- Lloyds Banking Group PLC LYG reported a Q1 2023 net income growth of 15% Y/Y to £4.7 billion on ongoing recovery and increased rates.
- EPS of 2.3 pence in Q1 2023 was higher than 1.4 pence a year ago.
- Pretax profit rose 46% Y/Y to £2.3 billion in Q1, exceeding the consensus of £1.95 billion, as per Reuters.
- Underlying net interest income rose 20% Y/Y to £3.5 billion, led by a solid interest margin of 3.22% (+54 basis points Y/Y) and increased average interest-earning assets.
- Operating expenses increased 5% Y/Y to £2.2 billion due to higher planned strategic investment, the cost of new businesses and the impact of inflation.
- Loans and advances to customers rose slightly to £452.3 billion in Q1 from £451.8 billion a year ago, with growth in open mortgage book (+1% Y/Y), corporate and institutional banking (+7% Y/Y), UK Motor Finance (+4% Y/Y) and other retail lending (+23% Y/Y) businesses.
- Customer deposits fell 2% Y/Y to £473.1 billion, with reduced retail current account balances (-2% Y/Y) and commercial banking deposits (-2% Y/Y).
- The company's open book assets under administration stood at £165 billion at the end of Q1, with the company witnessing net new money of £2 billion on organic growth in Insurance, Pensions Investments and Wealth assets.
- The underlying impairment charge was £243 million in Q1, vs £177 million a year ago.
- CET1 ratio stood at 14.1% compared with 14.2% in the prior-year quarter.
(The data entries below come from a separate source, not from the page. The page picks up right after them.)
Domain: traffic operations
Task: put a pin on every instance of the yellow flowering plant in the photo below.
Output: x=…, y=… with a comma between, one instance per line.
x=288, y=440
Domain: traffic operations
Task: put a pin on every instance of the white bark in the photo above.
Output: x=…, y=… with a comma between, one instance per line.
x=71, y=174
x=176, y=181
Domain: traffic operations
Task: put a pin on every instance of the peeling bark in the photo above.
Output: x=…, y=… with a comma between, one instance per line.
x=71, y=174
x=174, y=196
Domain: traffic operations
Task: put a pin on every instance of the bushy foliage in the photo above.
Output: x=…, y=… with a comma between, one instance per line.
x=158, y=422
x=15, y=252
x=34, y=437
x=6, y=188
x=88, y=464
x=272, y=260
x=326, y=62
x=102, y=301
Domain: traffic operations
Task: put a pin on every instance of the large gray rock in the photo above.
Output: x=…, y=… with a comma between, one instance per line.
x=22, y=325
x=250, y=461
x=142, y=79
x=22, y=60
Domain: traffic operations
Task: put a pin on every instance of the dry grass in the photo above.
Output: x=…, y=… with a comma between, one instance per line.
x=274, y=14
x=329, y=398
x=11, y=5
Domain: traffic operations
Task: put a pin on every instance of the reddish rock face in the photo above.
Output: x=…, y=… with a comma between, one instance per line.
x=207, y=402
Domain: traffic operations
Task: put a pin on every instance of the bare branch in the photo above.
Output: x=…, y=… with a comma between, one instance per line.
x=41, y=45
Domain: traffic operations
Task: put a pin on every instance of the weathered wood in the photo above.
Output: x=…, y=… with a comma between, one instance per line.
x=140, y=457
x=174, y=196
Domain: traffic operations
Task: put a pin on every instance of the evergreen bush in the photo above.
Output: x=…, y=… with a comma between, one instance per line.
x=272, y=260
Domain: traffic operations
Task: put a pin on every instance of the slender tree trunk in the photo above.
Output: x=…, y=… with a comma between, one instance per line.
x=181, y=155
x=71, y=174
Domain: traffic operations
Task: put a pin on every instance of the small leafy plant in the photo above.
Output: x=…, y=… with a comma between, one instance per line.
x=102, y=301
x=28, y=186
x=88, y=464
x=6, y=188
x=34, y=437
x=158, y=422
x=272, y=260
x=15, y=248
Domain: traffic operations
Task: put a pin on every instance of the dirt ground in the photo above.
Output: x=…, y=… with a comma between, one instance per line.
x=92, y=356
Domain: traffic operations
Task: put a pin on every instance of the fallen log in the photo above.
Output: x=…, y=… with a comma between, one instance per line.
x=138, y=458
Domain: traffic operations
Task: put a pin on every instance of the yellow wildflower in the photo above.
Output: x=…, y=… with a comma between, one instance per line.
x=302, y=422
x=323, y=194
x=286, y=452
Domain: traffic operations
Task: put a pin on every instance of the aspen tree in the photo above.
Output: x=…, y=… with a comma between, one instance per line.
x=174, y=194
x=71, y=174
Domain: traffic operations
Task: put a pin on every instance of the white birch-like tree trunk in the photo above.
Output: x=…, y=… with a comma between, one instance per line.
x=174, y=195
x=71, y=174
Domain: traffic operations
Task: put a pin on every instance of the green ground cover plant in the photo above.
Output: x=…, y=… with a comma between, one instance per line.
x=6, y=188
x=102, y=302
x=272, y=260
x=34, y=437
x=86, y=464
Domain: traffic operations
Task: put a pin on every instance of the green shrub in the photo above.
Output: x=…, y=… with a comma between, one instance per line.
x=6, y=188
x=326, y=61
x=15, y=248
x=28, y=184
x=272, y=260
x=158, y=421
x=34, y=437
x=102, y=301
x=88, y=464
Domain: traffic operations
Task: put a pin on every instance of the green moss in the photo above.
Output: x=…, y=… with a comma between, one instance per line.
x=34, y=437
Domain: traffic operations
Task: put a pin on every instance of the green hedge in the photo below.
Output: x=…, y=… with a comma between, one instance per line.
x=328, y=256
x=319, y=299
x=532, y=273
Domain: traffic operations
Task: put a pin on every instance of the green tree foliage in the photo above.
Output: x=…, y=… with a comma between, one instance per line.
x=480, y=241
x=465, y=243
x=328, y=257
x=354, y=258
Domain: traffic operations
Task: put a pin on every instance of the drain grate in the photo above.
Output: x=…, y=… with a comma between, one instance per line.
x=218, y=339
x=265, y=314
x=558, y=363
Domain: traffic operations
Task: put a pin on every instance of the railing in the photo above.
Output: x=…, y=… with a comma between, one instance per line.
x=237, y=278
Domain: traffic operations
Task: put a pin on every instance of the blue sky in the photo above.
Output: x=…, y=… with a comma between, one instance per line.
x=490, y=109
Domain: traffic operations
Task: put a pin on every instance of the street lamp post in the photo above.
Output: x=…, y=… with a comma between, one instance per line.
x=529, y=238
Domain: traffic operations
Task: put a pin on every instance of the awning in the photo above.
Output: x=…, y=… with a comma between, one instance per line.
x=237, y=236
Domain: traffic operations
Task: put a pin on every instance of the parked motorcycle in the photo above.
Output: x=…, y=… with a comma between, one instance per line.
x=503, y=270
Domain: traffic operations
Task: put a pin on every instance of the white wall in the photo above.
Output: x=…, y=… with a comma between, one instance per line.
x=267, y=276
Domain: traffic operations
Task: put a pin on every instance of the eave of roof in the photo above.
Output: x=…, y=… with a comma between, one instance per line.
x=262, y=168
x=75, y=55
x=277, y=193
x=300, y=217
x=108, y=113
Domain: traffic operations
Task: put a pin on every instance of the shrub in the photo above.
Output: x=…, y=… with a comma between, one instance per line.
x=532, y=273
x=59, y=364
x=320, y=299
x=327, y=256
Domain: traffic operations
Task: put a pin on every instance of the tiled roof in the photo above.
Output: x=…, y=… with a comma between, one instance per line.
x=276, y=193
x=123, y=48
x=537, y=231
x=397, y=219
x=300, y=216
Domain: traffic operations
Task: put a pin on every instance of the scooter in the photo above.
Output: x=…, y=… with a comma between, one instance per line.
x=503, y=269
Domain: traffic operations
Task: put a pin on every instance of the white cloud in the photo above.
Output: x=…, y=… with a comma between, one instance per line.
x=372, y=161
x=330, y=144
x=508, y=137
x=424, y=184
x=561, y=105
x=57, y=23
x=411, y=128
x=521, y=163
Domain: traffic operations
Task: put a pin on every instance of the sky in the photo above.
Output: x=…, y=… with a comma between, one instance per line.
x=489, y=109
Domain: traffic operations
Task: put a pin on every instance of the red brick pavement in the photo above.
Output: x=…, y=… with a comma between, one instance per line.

- Return on tangible equity was 19.1% higher than 10.7% a year ago, and the asset quality ratio expanded to 0.22% (from 0.16% in the prior year quarter).
- Repurchase: The company bought back 0.8 billion shares in Q1 2023.
- 2023 Outlook: LYG expects the banking net interest margin to be higher than 305 basis points, operating costs to be around £9.1 billion, asset quality ratio to be about 30 basis points, return on tangible equity to be around 13% and capital generation to be about 175 basis points.
- Price Action: LYG shares traded lower by 3.60% at $2.27 on the last check Wednesday.